= John de Monchaux =

City planner and academic (1936–2018)

Jean Pierre de Monchaux (August 29, 1936 – April 30, 2018), known as John de Monchaux, was an Australian-American architect, city planner, and educator.

== Life and career ==
Born in Dublin, Ireland, to Australian parents, de Monchaux attended Gimnasio Moderno in Bogotá and Stuyvesant High School in New York City before studying architecture at St. John's College, University of Sydney.
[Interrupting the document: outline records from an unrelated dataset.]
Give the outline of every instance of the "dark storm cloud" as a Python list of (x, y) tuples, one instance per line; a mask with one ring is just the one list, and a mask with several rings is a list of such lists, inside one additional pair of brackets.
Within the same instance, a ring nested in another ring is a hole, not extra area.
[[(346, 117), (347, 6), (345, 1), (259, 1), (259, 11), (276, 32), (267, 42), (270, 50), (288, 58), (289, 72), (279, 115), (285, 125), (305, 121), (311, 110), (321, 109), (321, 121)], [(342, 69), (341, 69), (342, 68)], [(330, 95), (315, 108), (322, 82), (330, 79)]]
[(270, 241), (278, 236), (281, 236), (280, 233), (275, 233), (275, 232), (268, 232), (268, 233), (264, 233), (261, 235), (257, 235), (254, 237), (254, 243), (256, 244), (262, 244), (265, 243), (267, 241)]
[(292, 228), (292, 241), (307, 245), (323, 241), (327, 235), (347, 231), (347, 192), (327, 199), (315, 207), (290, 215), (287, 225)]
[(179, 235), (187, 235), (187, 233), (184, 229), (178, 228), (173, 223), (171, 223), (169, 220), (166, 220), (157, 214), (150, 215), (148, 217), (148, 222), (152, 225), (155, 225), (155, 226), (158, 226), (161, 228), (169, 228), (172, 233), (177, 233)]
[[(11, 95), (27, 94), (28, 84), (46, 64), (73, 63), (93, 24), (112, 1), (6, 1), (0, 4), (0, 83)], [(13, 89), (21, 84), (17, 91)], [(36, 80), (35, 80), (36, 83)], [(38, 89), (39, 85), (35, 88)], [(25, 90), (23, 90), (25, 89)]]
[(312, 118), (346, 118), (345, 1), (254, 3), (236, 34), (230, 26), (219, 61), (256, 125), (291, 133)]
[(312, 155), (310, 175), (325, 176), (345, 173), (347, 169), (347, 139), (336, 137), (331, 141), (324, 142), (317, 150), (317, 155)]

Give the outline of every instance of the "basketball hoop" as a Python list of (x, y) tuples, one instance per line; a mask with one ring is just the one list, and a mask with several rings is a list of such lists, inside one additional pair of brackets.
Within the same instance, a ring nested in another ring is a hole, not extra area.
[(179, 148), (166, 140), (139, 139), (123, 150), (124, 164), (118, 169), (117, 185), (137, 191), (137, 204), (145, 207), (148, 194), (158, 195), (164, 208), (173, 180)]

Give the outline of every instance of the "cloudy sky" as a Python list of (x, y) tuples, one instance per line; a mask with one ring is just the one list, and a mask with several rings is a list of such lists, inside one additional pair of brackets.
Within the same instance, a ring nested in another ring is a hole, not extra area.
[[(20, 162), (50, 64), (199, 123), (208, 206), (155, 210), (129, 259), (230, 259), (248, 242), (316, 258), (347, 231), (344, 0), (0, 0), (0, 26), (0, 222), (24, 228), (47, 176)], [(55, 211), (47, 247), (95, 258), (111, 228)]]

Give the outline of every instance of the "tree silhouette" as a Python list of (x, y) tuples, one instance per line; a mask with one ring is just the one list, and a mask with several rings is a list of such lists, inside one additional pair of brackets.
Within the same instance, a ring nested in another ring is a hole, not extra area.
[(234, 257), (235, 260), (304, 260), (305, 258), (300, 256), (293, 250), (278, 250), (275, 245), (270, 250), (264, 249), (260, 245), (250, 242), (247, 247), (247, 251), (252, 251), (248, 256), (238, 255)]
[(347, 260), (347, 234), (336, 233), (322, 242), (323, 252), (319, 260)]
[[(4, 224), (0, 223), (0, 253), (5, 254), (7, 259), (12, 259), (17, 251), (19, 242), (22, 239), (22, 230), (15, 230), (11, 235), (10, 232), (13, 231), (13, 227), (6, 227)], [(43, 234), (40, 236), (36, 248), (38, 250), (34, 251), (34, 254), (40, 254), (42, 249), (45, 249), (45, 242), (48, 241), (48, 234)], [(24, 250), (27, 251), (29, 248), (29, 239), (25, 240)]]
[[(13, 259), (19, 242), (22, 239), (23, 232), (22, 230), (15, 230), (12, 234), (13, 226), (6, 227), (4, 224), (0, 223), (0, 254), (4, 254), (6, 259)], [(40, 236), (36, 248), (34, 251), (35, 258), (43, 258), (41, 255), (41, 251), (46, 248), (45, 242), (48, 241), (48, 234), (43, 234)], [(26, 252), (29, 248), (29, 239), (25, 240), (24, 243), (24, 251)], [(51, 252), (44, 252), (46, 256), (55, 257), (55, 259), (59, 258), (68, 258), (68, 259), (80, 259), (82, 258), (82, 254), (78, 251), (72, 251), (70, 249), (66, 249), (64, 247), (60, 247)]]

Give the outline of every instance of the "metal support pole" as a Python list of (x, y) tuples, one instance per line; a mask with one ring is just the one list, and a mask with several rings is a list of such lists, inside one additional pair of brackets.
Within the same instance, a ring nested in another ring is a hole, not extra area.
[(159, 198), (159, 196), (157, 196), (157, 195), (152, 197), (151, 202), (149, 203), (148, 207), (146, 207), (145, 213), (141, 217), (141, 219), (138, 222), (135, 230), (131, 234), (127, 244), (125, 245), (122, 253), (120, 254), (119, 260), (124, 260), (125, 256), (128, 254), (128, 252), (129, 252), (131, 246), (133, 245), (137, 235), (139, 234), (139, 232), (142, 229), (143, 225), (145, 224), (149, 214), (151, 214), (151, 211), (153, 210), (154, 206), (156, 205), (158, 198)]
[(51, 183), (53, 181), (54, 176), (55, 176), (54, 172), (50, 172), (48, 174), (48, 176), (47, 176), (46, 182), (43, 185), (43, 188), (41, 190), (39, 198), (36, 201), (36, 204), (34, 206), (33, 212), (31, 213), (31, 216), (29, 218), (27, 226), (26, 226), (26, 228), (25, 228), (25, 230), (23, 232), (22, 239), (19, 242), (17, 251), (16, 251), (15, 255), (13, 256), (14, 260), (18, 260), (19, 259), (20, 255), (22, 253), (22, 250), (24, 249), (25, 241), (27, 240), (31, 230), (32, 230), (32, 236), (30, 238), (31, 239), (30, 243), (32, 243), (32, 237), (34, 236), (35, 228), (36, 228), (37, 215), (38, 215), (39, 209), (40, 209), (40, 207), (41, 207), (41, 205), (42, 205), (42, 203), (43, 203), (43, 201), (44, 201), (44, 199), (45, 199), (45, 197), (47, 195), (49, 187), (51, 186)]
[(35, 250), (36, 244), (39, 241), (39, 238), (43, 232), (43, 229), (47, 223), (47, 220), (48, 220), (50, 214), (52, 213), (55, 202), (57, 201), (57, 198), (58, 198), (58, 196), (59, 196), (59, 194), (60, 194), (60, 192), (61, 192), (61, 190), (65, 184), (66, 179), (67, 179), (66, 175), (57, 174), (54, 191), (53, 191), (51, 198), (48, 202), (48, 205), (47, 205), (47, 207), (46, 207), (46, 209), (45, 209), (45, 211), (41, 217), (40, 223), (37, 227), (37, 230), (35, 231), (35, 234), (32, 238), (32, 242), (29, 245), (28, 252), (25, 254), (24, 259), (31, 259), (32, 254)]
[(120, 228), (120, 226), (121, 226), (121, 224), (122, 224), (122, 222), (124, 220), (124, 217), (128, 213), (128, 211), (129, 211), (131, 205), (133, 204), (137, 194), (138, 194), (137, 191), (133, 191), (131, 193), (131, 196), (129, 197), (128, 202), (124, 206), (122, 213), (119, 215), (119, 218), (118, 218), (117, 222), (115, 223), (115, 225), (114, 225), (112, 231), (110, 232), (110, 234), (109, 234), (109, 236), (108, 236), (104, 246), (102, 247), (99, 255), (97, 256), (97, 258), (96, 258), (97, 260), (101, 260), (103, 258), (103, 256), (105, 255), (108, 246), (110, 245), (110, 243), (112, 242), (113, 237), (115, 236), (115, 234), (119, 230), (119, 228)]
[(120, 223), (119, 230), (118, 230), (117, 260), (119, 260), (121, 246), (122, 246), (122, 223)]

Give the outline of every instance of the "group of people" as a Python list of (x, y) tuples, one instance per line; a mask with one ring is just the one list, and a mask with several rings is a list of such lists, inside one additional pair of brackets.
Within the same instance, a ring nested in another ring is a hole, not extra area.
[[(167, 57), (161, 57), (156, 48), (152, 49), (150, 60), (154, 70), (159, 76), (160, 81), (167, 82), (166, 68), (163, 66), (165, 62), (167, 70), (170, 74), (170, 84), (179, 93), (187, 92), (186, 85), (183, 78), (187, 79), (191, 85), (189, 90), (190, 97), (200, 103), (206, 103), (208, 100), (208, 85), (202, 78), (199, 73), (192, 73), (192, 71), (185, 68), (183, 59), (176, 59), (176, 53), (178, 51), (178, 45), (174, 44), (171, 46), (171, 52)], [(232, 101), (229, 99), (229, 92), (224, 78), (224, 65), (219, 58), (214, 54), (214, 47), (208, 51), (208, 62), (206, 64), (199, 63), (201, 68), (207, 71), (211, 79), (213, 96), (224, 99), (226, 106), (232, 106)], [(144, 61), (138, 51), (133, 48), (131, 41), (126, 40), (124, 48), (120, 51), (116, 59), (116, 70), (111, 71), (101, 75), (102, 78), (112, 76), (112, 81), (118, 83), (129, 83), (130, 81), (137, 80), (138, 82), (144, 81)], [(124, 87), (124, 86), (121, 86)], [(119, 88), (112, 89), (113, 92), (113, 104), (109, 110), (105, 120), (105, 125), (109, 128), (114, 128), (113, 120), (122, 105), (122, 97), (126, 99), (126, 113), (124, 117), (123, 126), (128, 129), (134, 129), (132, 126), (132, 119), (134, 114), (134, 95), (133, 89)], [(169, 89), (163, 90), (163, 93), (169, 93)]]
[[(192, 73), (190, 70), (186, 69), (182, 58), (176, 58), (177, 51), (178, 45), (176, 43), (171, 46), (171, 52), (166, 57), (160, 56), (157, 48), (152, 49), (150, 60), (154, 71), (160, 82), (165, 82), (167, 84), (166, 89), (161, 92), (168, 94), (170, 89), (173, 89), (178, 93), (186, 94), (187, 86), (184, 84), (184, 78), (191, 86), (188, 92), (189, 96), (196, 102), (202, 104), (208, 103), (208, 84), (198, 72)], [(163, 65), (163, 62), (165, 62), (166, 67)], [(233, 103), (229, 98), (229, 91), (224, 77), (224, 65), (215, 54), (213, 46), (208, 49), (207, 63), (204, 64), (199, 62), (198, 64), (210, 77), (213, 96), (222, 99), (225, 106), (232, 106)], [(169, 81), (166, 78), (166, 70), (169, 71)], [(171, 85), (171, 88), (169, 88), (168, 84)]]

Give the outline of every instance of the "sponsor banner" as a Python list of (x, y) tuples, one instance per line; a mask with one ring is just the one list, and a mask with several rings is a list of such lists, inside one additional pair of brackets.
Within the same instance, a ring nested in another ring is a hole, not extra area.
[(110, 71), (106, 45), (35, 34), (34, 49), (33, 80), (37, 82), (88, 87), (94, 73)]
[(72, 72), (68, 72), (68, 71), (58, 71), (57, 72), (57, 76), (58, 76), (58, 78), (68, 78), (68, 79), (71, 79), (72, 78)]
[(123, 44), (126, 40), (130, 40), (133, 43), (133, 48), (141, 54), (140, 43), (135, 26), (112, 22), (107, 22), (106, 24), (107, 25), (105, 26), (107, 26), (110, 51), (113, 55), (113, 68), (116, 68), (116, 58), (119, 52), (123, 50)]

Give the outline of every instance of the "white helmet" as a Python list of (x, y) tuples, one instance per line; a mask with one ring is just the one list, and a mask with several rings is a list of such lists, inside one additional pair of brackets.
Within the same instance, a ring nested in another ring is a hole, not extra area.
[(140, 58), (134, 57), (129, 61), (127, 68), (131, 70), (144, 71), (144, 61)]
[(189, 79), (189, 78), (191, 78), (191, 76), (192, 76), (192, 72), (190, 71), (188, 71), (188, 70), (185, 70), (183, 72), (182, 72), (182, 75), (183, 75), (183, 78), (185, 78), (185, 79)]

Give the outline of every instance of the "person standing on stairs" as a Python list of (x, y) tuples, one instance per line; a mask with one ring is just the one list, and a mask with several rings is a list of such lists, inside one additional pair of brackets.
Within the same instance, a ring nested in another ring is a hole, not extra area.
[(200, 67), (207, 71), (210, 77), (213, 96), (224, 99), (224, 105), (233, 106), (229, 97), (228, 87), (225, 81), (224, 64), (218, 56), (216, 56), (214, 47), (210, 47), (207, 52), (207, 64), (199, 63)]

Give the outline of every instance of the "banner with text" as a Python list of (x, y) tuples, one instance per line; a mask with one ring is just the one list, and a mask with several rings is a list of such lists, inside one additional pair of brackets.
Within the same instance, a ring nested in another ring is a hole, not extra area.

After practicing in Sydney as an architect, de Monchaux obtained his Master's in Urban Design at the Harvard GSD in 1961. Beginning in 1963, de Monchaux taught at the Bartlett School of Architecture in London and worked for the Professor of Urban Design there, Richard Llewellyn Davies. With Llewellyn Davies and Walter Bor as partners-in-charge at Llewellyn Davies Weeks Forestier-Walker and Bor, de Monchaux was the head of the design team for the Plan for Milton Keynes, Buckinghamshire, published in 1970.

De Monchaux moved with his wife, sociologist and member of the Milton Keynes team, Suzanne Beauchamp de Monchaux, to New York in 1970 to found the American office of Llewellyn Davies, undertaking work in Watts, Detroit, and Chicago. In 1972, he was part of the Harvard GSD's second class of Loeb Fellows. de Monchaux returned to his native Australia in 1974 to found what would become one of Llewellyn-Davies' successor firms, Kinhill, undertaking work in Southeast Asia and Australia.

In 1981 he moved back to the United States to become Professor and Dean of the School of Architecture and Planning at MIT. His accomplishments as Dean included the founding of the Media Lab in 1985, whose name he helped devise, and the construction of the Rotch Library from 1988 to 1991. In 1992, he stepped down as Dean and served as General Manager of the Aga Khan Trust for Culture, returning to MIT as a Professor from 1996 until his retirement in 2009.

De Monchaux is the brother of sculptor Paul de Monchaux, the uncle of sculptor Cathy de Monchaux, and the father of designer and author Nicholas de Monchaux and critic Thomas de Monchaux.